John Paul Brammer at NBC News highlights another troubling finding, that LGBT employees are especially likely to quit their jobs because of bullying at work:
LGBTQ employees were the most likely to be bullied (20 percent) and experience public humiliation or embarrassment (24 percent), both at significantly higher rates than non-LGBTQ employees (13 percent). Nearly two-thirds of LGBTQ people surveyed (64 percent) said bullying contributed to their decision to leave their company. …
“If LGBT people are being bullied at work, they aren’t able to be as productive, creative, or connected to their role and their workplace. How can our country be on the leading edge of technology if we’re still functioning with a 1950s view of who is welcome in the workplace?,” [Out & Equal Workplace Advocates CEO Selisse] Berry said in a statement emailed to NBC Out.

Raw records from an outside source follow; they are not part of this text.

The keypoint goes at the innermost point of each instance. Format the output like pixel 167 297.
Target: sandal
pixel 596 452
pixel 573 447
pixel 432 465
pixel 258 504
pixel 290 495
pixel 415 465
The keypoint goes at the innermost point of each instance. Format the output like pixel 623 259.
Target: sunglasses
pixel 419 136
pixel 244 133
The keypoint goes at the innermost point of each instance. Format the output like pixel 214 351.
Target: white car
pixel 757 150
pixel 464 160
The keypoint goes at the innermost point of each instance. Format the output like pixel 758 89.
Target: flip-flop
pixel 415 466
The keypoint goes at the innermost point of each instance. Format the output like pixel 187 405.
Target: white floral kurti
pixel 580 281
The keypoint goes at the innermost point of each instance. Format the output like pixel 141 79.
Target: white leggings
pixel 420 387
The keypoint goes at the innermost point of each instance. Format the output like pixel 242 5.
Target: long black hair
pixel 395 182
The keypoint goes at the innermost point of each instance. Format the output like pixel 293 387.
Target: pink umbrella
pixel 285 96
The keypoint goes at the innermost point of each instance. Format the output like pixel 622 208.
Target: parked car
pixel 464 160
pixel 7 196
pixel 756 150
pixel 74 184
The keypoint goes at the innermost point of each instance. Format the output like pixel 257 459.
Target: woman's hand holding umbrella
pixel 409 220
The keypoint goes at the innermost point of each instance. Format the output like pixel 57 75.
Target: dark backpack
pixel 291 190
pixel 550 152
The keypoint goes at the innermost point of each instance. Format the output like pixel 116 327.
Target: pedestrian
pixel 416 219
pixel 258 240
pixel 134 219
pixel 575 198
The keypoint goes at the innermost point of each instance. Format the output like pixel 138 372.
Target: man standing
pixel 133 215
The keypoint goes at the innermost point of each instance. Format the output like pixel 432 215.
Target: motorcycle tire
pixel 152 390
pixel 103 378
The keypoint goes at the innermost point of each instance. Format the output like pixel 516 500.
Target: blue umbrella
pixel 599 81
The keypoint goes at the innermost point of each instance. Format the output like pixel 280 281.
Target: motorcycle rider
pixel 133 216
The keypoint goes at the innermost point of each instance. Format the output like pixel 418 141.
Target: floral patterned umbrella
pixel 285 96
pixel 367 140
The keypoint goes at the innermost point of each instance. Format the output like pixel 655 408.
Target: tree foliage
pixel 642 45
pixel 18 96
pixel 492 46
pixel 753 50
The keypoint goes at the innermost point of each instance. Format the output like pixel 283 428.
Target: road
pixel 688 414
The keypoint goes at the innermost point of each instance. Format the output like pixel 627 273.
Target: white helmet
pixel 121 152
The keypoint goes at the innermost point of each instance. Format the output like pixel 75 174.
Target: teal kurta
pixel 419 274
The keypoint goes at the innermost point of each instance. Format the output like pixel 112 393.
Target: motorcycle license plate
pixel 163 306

While most reports on diversity in the tech sector, particularly those released by employers themselves, focus on efforts to recruit more employees from underrepresented backgrounds, Elizabeth Dwoskin explains at the Washington Post why the Kapor Center chose to focus on retention instead:
Technology companies are now spending hundreds of millions of dollars a year to increase their dismal diversity numbers; so far they’ve had limited results. Women represent 25 percent of tech employees though they are half the population; blacks and Latinos make up 30 percent of the population but roughly 15 percent of tech employees. Among the top Silicon Valley companies, black and Latino employees are only 3 to 5 percent of the workforce.
Hiring is only one-half of the equation, the authors said. If technology companies don’t make substantial efforts to understand how people feel once they are in the workplace, their hiring efforts will be canceled out by turnover. “Put simply, the diversity numbers may not be changing at least in part because tech companies have become a revolving door for underrepresented groups,” the authors wrote.